Grüblerin hat geschrieben: ↑09 Dez 2022 14:01
Wer bei Prostituition an Freiwilligkeit glaubt, der glaubt auch noch an den Weihnachtsmann....
Definiere mal "freiwillig". Gehen Reinigungskräfte für mobile öffentliche Toilettenanlagen freiwillig zur Arbeit? Ist es Zwang, wenn junge Frauen glauben, unbedingt einen Porsche fahren zu müssen, den sie sich vom Lehrlingsgehalt aber unmöglich leisten können?
Hoffentlich wird bald das Nordische Modell umgesetzt ... mehr fällt mir da nicht ein.
Ich hoffe ja eher auf ein Modell, in dem jede Form ausbeuterischer Beschäftigung oder Zwangsarbeit - egal ob osteuropäische Bauarbeiter oder zentraleuropäische Prostituierte - unterbunden wird.

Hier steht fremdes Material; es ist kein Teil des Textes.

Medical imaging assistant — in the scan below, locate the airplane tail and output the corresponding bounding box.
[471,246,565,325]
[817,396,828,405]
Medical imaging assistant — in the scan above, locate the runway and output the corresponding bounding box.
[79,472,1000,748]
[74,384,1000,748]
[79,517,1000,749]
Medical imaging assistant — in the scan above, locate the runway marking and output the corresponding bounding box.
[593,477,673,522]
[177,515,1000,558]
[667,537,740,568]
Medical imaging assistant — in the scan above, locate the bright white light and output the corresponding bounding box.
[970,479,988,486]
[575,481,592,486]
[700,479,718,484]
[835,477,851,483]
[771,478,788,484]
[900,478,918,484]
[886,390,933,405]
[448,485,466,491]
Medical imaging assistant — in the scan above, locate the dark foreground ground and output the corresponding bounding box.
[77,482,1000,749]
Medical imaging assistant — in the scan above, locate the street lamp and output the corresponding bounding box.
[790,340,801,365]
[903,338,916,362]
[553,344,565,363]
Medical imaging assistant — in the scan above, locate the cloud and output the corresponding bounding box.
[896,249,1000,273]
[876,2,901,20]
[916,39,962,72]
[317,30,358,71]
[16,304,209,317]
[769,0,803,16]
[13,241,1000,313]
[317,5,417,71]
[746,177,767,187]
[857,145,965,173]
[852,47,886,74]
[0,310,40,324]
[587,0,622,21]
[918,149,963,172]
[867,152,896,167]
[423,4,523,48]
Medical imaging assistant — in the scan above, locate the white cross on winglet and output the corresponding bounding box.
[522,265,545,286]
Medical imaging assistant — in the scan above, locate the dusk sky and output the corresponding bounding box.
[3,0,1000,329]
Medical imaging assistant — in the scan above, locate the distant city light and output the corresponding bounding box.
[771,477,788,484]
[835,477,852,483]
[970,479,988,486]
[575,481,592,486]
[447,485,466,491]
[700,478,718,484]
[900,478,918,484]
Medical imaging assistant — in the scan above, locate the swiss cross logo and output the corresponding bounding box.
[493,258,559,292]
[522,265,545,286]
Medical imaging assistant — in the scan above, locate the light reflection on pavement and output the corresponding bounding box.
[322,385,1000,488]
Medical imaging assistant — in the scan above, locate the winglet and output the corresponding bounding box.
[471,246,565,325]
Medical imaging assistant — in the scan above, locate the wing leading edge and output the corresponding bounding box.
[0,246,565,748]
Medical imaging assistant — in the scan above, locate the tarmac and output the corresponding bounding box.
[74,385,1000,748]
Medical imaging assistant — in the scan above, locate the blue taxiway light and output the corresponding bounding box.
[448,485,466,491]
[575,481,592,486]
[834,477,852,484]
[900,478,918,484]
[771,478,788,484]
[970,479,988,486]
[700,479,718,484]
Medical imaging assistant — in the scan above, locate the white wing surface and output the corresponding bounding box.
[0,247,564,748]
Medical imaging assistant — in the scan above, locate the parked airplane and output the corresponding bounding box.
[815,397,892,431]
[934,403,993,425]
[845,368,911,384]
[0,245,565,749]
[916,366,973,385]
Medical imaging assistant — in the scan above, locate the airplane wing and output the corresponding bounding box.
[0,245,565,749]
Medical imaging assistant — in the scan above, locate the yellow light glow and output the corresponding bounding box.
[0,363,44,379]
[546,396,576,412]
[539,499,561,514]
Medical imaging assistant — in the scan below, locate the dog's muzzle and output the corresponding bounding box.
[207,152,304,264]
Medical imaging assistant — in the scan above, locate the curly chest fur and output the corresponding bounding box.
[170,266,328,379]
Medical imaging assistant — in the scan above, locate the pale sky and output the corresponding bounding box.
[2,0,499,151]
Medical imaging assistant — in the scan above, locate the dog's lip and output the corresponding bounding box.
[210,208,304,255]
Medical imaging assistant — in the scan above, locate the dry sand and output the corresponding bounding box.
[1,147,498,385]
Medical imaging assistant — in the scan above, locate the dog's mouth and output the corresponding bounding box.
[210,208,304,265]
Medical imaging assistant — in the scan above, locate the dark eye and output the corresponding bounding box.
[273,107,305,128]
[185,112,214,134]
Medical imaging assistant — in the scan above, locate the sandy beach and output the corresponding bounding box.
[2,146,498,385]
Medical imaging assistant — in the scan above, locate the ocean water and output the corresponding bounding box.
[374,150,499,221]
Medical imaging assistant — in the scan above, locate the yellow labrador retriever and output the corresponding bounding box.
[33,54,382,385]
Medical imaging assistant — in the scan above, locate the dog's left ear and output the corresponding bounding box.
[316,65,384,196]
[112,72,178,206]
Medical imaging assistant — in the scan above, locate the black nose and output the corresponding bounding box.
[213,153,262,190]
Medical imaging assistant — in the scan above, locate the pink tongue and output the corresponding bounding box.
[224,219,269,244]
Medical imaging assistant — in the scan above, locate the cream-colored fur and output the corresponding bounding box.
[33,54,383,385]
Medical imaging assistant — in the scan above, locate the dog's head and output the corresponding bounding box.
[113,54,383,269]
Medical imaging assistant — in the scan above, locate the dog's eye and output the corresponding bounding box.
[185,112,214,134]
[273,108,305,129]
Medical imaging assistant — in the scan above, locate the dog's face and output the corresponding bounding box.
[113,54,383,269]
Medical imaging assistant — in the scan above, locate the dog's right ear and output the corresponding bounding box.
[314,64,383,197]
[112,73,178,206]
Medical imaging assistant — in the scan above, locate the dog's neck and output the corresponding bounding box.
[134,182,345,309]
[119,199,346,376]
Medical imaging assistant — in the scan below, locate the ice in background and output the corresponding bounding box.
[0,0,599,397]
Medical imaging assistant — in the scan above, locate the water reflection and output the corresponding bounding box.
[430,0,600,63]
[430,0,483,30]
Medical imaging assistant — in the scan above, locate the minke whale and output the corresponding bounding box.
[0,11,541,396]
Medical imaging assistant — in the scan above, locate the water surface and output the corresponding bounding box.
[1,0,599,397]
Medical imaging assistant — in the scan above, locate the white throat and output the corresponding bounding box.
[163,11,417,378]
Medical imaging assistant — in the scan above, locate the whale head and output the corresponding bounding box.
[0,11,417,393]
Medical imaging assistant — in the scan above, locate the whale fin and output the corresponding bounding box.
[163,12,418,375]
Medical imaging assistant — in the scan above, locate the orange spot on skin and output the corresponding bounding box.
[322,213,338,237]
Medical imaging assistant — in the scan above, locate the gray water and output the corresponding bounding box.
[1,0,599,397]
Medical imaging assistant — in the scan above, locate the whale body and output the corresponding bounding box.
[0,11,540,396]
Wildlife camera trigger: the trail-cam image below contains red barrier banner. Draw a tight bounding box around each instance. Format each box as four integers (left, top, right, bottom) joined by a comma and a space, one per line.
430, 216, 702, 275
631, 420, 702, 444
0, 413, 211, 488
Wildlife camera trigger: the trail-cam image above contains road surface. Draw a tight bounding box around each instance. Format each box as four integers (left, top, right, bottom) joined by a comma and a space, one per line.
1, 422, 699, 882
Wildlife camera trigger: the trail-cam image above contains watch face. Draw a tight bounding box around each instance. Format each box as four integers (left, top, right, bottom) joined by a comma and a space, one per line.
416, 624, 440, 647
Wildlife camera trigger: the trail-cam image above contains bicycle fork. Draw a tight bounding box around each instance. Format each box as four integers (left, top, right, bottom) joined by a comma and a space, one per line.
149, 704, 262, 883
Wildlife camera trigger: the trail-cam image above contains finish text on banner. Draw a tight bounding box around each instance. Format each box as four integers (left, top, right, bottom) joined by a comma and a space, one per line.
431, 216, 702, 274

Das Nordische Modell ist letztlich auch nur ein Ansatz, das Problem durch Verbote zu umgehen. Und oberflächlich ist es natürlich erfolgreich - die Dunkelziffer ist nun mal unsichtbar. Aber ich persönlich glaube einer Aussage wie "Es gibt keine Prostituiertenmorde" nur, wenn sie durch "und auch keine Morde an Frauen, von denen nicht bekannt ist, ob sie sich prostituieren" ergänzt wird.
Meiner Meinung nach sollte der Schutz der Prostituierten vor Ausbeutung durch Zuhälter, vor übergriffigen Freiern und vor sozialer Ächtung im Vordergrund stehen. Was nützt es, dass Prostituierte ihr Honorar einklagen können, wenn nur in den seltesten Fällen ein Gewerbe angemeldet ist oder der Name des Kunden bekannt ist? Die schwarz arbeitende Prostituierte ist genauso schutzlos wie der schwarz arbeitende Friseur - wenn nach erbrachter Dienstleistung die Zahlung verweigert wird, kann er nur unter Inkaufnahme eigener Nachteile zu seinem Geld kommen. Genauso wie auch der Freier schutzlos ist, wenn die Dame nach erfolgter Zahlung keine angemessene Leistung liefert.
Das beste Mittel gegen Schwarzarbeit ist die Verfügbarkeit attraktiverer legaler Angebote. Natürlich wird es immer einige Leute geben, die sich aus Kostengründen daheim am Küchentisch die Haare schneiden lassen, aber die Mehrheit bevorzugt dann doch die qualitativ hochwertige (und im Ernstfall mit Schadenersatzanspruch verbundene) Behandlung im Salon. Und auch viele Friseur:innen arbeiten eher für 15 €/Stunde im Salon, als inoffiziell für 15€/20-Minuten-Haarschnitt beim Kunden zu Hause. Warum wohl?
Ich weiß nicht, was genau passieren müsste, damit das im Bereich Prostituion auch funktioniert. Aber ich bin ziemlich sicher, dass eine Kriminalisierung - egal ob der Freier oder der Dienstleisterinnen - nicht dazu beiträgt, dass sich attraktive legale Angebote entwickeln.